The use of any diluent other than 5% (50 mg/ml) glucose solution for infusion, or the presence of any bacteriostatic agent such as benzyl alcohol may cause precipitation of doxorubicin.
It is recommended that the doxorubicin infusion line be connected through the side port of an intravenous infusion of 5% (50 mg/ml) glucose. Infusion may be given through a peripheral vein. Do not use with in-line filters.
Incompatibilities: This medicinal product must not be mixed with other medicinal products except those mentioned in Special precautions for disposal and other handling.
Storage
Store in refrigerator, 2°C-8°C. Do not freeze.
Retain vial in container until time of use.
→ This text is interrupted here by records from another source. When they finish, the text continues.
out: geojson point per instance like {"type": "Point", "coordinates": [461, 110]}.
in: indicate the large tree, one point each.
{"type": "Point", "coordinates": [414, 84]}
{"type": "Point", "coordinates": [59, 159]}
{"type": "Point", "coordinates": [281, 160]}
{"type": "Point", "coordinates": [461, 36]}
Shelf-Life: Unopened vial: 18 Months.
After Dilution: Doxorubicin Hydrochloride liposomal Injection after dilution with 5% Dextrose Injection may be stored up to 36 hours at 2°C-8°C and up to 3 hours at 25°C.
ATC Classification
L01DB01 - doxorubicin ; Belongs to the class of cytotoxic antibiotics, anthracyclines and related substances. Used in the treatment of cancer.
Presentation/Packing
Infusion conc (vial) 2 mg/mL x 10 mL, 25 mL.